Last month I read an advance copy of Lewis Dartnell's "The Knowledge" which aimed to be a technical manual on rebooting civilisation after collapse. I think this book would be a great addition to the Mechanics of Civilisation section.

What books would you like to be added to such a collection?

1 comment:

  1. Though it's been unfashionable since the 1970s (at least in the US) a cultural canon should include much of the "old school" that was almost exclusively the domain of Dead White Males.

    I recall, but can't dredge up, a book from the early 1960s, which listed a top 100 or 200 of the great books.

    I would edit out, or at least annotate, known errors in the classics (for instance, Aristotle was corrected on earthly mechanics by likes of Newton and Galileo - and I suppose that Galen has been mostly supreceded by modern medical discoveries).

    I'm not so sure that so many as 225 SF works (nor 300 futurism works) should be included with a mere 3,000. Future discoverers of the library will have already dated most of that.

    We should include seminal political works such as The Magna Carta, Mayflower Compact, The Leviathan, the US Constitution, The Declaration of Independence, works by Locke and Mill - all springing from Britain - the Cradle of Liberty.

    (does that make me a Commonwealth Jingoist? Fine by me)

    A history detailing the genocidal exploits of 20th C. followers of Marx would be a suitable warning for future lovers of life and liberty (not talking about Groucho, Chico, Harpo, or Zeppo here).

    Why stop at 3,000 "books" (what a horrendously inexact unit a "book" is - why not, for instance, use ASCII characters as a measure)? Microfilm, suitably preserved in nitrogen, along with suitably robust projector/duplicator and lots of acid-free paper, seems better - and low-tech enough to survive. Power it all with solar cells? Or adapt and scale up one of those space-probe nuclear-powered electric generators? Or just a good old diesel generator in cosmoline and nitrogen - with lotsa fuel? How about a simple small generator that will work with wood or coal as fuel?

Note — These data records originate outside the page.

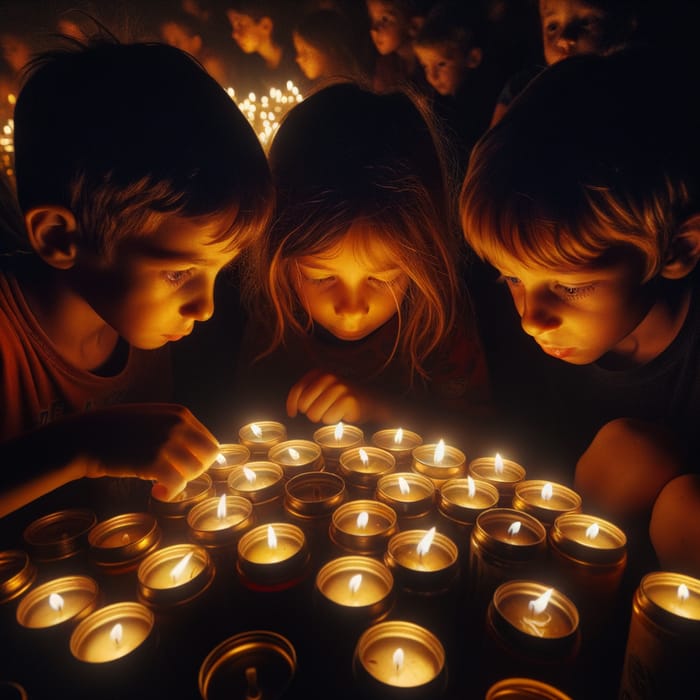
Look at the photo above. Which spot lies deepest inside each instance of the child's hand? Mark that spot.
(326, 398)
(162, 442)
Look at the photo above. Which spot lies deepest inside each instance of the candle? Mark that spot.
(504, 474)
(118, 544)
(358, 589)
(333, 439)
(439, 462)
(273, 556)
(545, 500)
(111, 633)
(400, 443)
(219, 521)
(422, 560)
(296, 457)
(250, 665)
(363, 526)
(59, 602)
(400, 659)
(260, 436)
(174, 575)
(663, 644)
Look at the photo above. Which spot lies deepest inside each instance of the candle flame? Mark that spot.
(117, 634)
(221, 507)
(180, 567)
(354, 583)
(592, 531)
(271, 537)
(56, 602)
(539, 605)
(514, 528)
(398, 659)
(424, 545)
(498, 464)
(439, 454)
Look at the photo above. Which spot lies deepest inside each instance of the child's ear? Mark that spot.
(52, 233)
(684, 252)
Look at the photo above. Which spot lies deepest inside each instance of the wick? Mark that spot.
(253, 692)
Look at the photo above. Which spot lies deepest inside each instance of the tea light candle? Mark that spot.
(111, 633)
(258, 664)
(400, 443)
(356, 587)
(59, 602)
(545, 500)
(334, 439)
(422, 560)
(439, 461)
(663, 644)
(363, 526)
(395, 655)
(219, 521)
(272, 557)
(260, 436)
(174, 575)
(296, 457)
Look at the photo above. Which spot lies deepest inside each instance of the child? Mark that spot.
(139, 180)
(359, 273)
(585, 198)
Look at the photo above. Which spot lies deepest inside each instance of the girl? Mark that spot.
(358, 273)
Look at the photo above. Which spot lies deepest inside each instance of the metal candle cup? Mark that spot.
(174, 576)
(248, 665)
(400, 443)
(504, 474)
(296, 457)
(397, 659)
(663, 645)
(272, 561)
(355, 589)
(422, 561)
(545, 500)
(260, 436)
(363, 526)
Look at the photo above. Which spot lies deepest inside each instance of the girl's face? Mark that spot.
(352, 289)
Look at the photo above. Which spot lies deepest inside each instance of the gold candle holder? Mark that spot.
(363, 526)
(355, 590)
(397, 659)
(256, 664)
(400, 443)
(663, 644)
(273, 557)
(504, 474)
(297, 457)
(545, 500)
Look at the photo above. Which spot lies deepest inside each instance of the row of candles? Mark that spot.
(491, 521)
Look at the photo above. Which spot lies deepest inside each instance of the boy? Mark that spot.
(139, 180)
(585, 199)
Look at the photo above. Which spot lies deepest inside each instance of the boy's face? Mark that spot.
(155, 287)
(571, 27)
(388, 30)
(579, 314)
(444, 68)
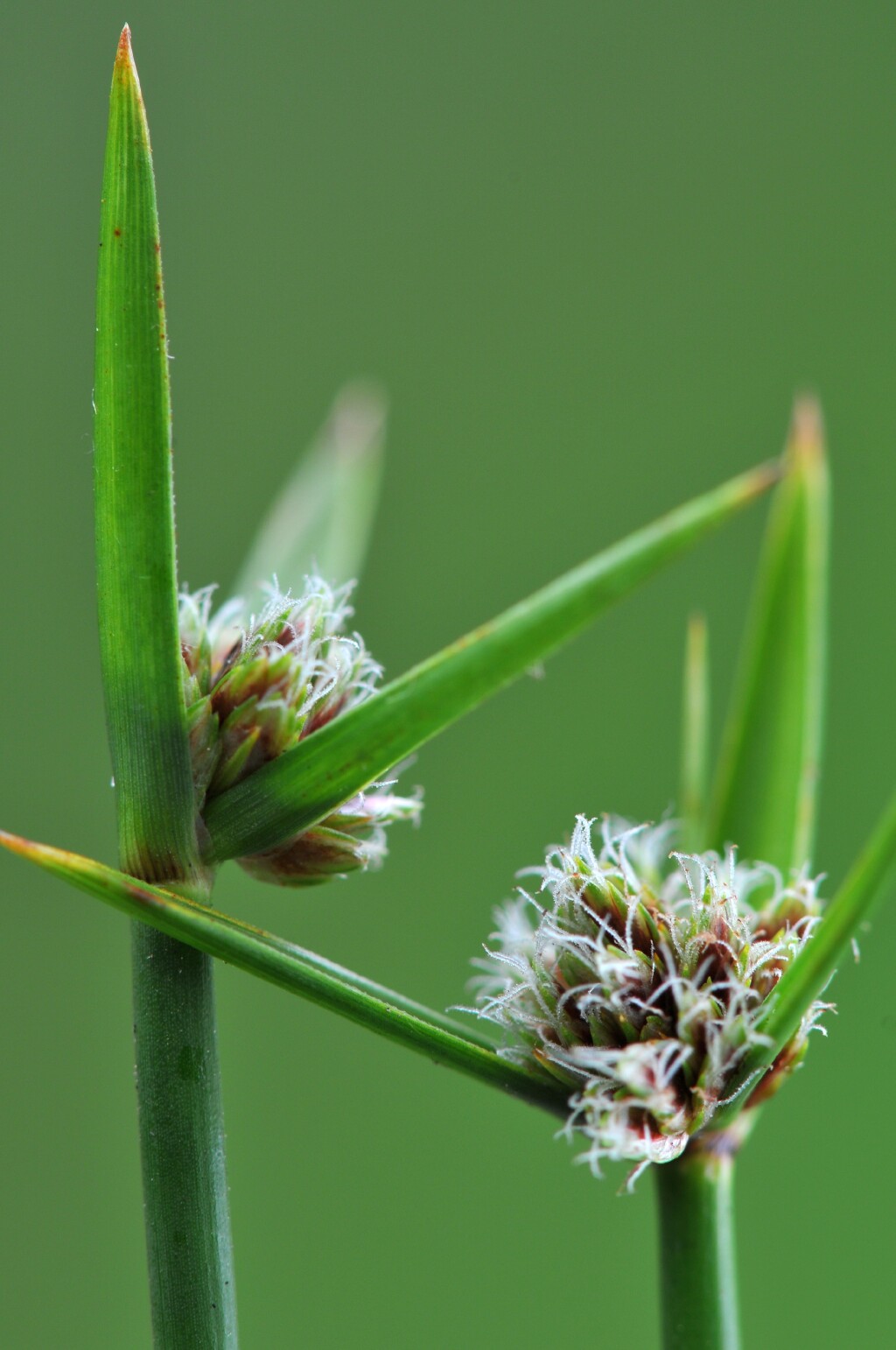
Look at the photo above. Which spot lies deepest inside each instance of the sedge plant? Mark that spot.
(652, 988)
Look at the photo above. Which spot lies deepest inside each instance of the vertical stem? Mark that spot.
(177, 1072)
(181, 1143)
(696, 1252)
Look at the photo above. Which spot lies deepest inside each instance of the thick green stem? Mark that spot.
(696, 1252)
(181, 1143)
(177, 1075)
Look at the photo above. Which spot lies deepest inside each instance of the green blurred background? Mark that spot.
(592, 250)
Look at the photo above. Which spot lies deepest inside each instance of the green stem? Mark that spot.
(181, 1143)
(696, 1252)
(177, 1079)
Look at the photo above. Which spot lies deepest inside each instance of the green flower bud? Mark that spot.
(256, 687)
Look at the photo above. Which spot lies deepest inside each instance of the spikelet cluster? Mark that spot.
(640, 984)
(256, 686)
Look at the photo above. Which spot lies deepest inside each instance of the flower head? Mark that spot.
(256, 686)
(642, 983)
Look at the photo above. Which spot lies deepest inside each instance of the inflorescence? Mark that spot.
(258, 685)
(641, 986)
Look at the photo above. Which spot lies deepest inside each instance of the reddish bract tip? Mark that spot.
(124, 55)
(807, 427)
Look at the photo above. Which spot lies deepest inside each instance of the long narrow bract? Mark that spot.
(303, 786)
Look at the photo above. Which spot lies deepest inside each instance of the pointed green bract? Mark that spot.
(189, 1250)
(807, 976)
(695, 734)
(301, 973)
(136, 585)
(766, 791)
(321, 520)
(356, 749)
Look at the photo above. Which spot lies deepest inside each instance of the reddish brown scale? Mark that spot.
(772, 1080)
(321, 714)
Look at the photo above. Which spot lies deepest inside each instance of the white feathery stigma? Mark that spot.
(639, 981)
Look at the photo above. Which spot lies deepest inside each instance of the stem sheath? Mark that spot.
(181, 1143)
(696, 1252)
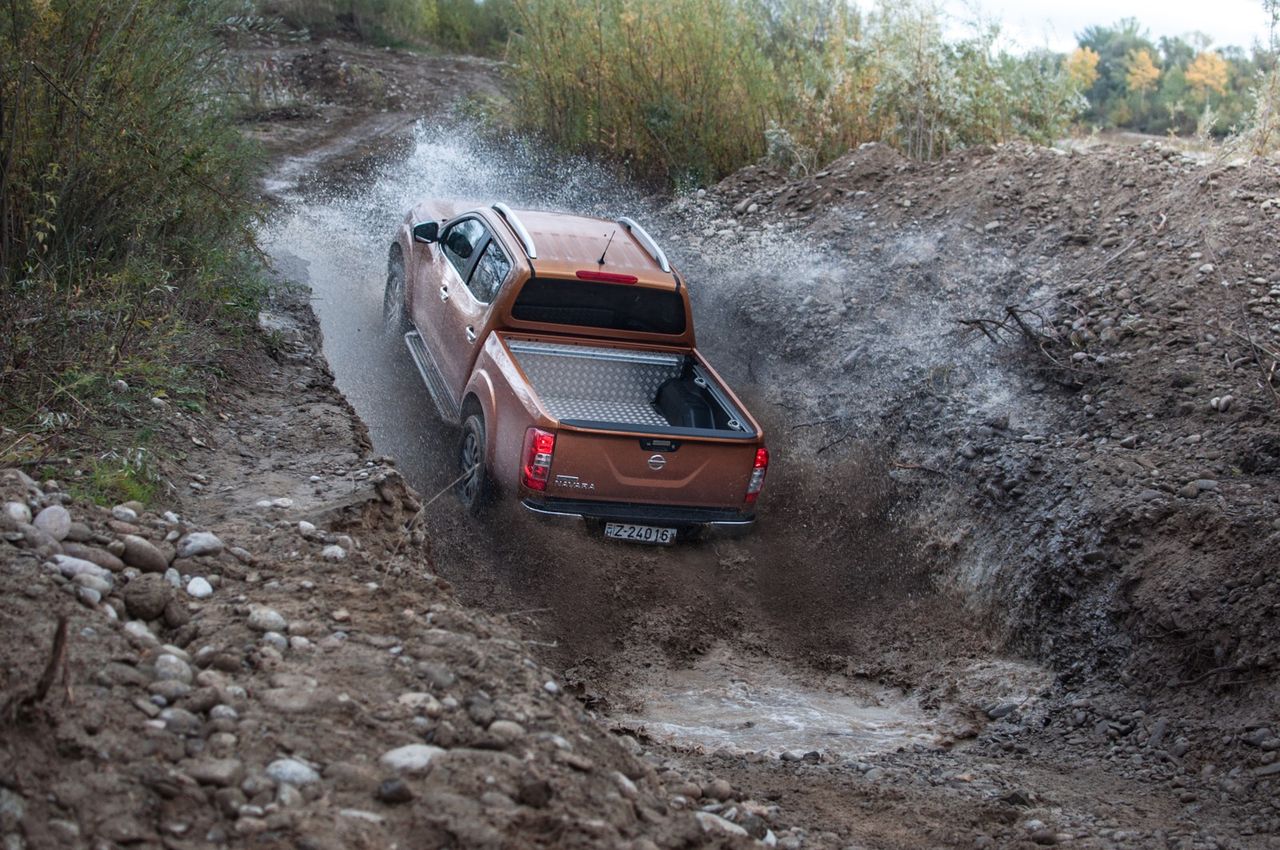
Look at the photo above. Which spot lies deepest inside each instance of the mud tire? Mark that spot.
(475, 489)
(394, 316)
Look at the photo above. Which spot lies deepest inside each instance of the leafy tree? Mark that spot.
(1082, 67)
(1141, 72)
(1207, 73)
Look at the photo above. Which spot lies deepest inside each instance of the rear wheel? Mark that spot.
(474, 485)
(394, 318)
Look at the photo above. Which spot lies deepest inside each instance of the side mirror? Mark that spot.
(426, 232)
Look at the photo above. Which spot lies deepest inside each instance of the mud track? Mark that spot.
(849, 676)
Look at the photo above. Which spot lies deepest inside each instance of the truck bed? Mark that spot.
(625, 388)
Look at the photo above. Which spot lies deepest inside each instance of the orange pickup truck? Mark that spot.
(563, 347)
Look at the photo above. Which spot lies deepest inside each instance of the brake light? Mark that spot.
(606, 277)
(757, 483)
(539, 447)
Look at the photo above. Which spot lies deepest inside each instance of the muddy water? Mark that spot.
(731, 700)
(337, 243)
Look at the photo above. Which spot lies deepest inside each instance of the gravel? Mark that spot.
(293, 772)
(141, 553)
(199, 543)
(55, 521)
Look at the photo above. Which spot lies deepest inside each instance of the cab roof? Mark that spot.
(570, 243)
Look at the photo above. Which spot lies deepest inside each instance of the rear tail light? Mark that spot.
(757, 483)
(539, 447)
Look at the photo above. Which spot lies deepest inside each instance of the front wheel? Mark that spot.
(474, 485)
(394, 319)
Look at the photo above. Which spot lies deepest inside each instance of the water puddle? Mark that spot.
(727, 700)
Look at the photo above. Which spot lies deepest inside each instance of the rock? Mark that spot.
(55, 521)
(37, 539)
(179, 721)
(718, 790)
(394, 790)
(173, 667)
(1000, 709)
(142, 554)
(72, 567)
(101, 584)
(220, 772)
(140, 633)
(714, 823)
(101, 557)
(176, 615)
(293, 700)
(411, 758)
(263, 618)
(146, 597)
(506, 731)
(199, 543)
(293, 772)
(18, 512)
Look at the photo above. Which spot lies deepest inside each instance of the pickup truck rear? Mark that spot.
(563, 347)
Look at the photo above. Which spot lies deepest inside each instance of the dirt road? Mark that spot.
(954, 627)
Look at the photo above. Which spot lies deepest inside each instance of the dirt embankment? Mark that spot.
(1070, 362)
(275, 663)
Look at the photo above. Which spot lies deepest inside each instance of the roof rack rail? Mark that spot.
(519, 227)
(647, 241)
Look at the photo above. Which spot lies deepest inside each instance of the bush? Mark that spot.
(688, 91)
(126, 220)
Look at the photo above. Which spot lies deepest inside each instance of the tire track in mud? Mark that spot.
(810, 586)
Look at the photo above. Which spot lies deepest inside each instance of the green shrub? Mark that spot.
(127, 213)
(688, 90)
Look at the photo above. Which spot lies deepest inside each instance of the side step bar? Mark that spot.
(433, 379)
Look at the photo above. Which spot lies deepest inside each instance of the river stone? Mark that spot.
(220, 772)
(263, 618)
(124, 513)
(411, 758)
(101, 557)
(18, 512)
(142, 554)
(37, 538)
(714, 823)
(55, 521)
(72, 567)
(199, 543)
(173, 667)
(146, 597)
(199, 588)
(292, 771)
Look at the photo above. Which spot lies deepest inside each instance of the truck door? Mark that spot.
(475, 269)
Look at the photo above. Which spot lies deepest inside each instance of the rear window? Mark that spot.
(590, 304)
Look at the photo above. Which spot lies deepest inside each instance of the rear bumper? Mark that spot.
(722, 521)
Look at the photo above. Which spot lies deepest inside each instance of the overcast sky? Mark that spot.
(1054, 23)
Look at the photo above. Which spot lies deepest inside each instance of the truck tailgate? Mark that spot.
(630, 467)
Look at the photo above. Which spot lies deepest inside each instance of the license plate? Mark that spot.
(639, 533)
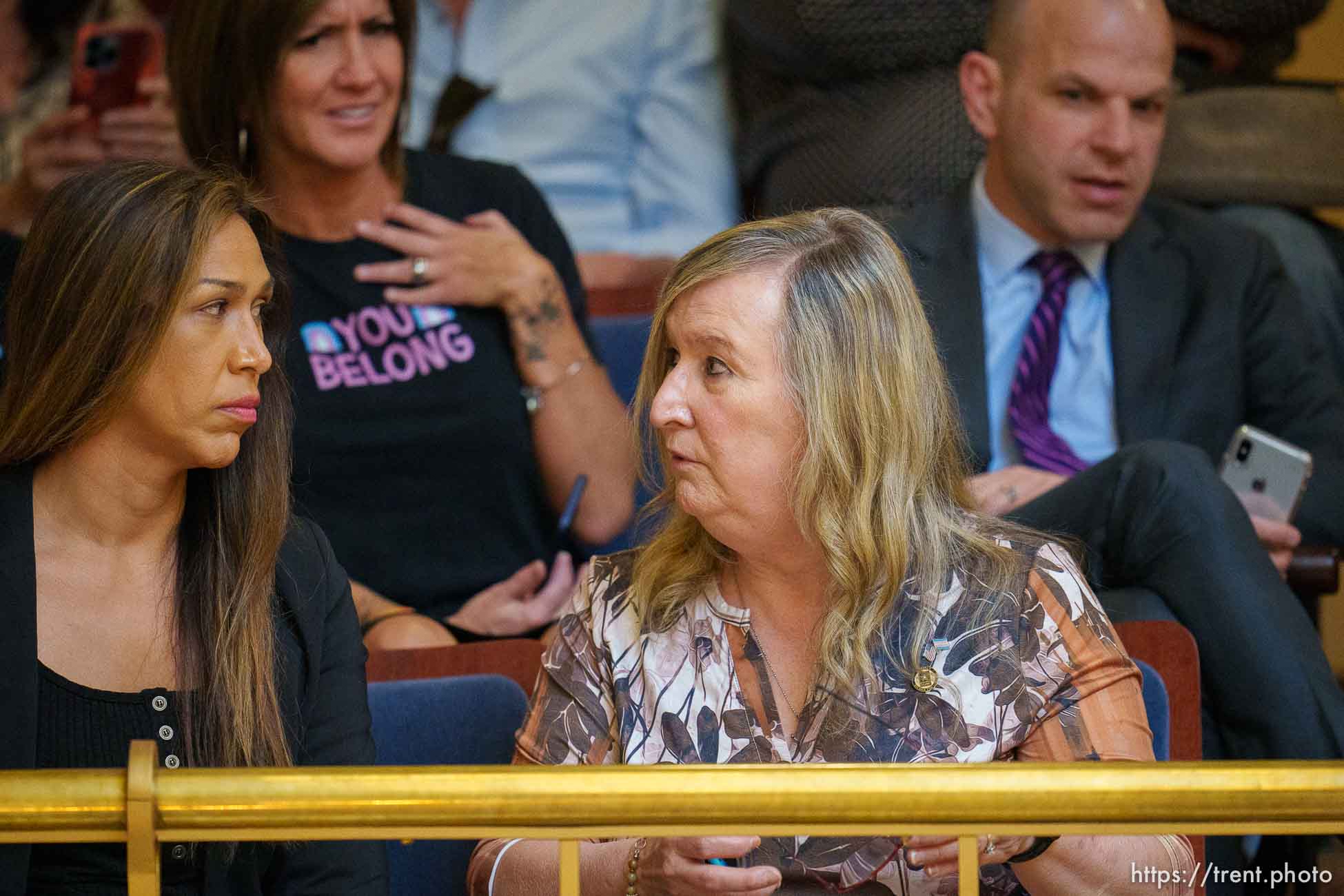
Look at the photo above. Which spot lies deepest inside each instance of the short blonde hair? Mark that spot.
(881, 484)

    (interesting problem, huh?)

    Here's something to consider. We who come, however distantly, from Britain would naturally choose works in English using "arabic" numerals (As has most of the World in 2014). But English is likely to be more "dead" than latin in the distant future. Our Time Capsule on Steroids should have pictorial dictionaries to help future archeologists, linguists, scientists, engineers. If this is to be more than an intellectual/speculative diversion, we better get started with that.